Legacy code is valuable code that we’re afraid to change. Surviving legacy code feels more like craft than it does like engineering: we face difficult tradeoffs; we have to make decisions with little (or no!) information; and it forces us to invest time, energy, and money with a forecast of benefits that most people would consider a fantasy. The big strategies are important and easy to understand, but when we start actually doing the work of changing legacy code, we can become distracted by hundreds of little choices. Rather than discuss the big strategies, I’d like to share some microtechniques that help me make those little choices in order to survive working in legacy code.
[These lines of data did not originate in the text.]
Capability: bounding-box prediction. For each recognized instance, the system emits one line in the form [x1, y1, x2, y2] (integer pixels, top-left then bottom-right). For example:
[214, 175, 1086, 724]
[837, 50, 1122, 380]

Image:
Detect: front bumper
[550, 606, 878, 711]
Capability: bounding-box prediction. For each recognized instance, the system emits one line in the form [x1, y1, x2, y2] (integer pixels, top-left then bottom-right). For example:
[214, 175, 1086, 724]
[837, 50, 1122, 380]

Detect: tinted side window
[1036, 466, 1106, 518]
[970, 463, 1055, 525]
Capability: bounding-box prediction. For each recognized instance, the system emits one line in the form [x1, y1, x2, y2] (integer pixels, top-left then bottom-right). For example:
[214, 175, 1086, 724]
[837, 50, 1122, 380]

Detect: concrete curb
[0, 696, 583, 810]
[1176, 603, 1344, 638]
J. B. (Joe) Rainsberger is one of the "second wave" of TDD practitioners: he learned directly from the pioneers of the field. His book, JUnit Recipes, was the standard for over a decade for Java programmers who wanted to do what we today call developer testing or programmer testing. He has taught thousands of programmers around the world to bring high discipline to their work for well over a decade.
Not "just a programmer", J. B. has taught people how to manage the never-ending onslaught of work, figure out how to adopt new working practices chaos-free, understand and even grow to respect their most annoying co-workers, find the time and energy to improve as though finding loose change in the couch cushions, turn their dreary day job into a Dream Job–even how he enjoyed his first retirement from age 34 to 40! Software, life. Agile, not Agile. He's up for anything.